Distributed Adaptive Nearest Neighbor Classifier: Algorithm and Theory
This work addresses classification challenges for large-scale or geographically dispersed datasets, offering an incremental improvement over existing distributed nearest neighbor methods.
The authors tackled the problem of classification with extremely large or distributed data by proposing a distributed adaptive nearest neighbor classifier with a data-driven stochastic tuning parameter and an early stopping rule, achieving nearly optimal convergence rates when sub-sample sizes are large, as demonstrated in simulations and a real-world dataset.
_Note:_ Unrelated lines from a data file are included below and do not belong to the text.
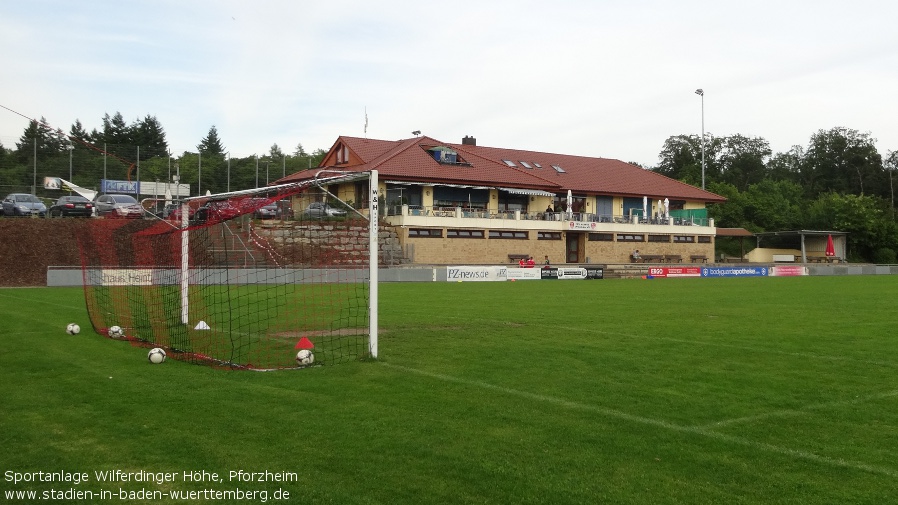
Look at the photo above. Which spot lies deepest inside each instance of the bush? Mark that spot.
(884, 256)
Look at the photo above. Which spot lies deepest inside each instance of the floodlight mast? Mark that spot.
(700, 92)
(373, 216)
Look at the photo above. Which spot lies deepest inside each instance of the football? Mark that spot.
(305, 357)
(156, 355)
When data is of an extraordinarily large size or physically stored in different locations, the distributed nearest neighbor (NN) classifier is an attractive tool for classification. We propose a novel distributed adaptive NN classifier for which the number of nearest neighbors is a tuning parameter stochastically chosen by a data-driven criterion. An early stopping rule is proposed when searching for the optimal tuning parameter, which not only speeds up the computation but also improves the finite sample performance of the proposed Algorithm. Convergence rate of excess risk of the distributed adaptive NN classifier is investigated under various sub-sample size compositions. In particular, we show that when the sub-sample sizes are sufficiently large, the proposed classifier achieves the nearly optimal convergence rate. Effectiveness of the proposed approach is demonstrated through simulation studies as well as an empirical application to a real-world dataset.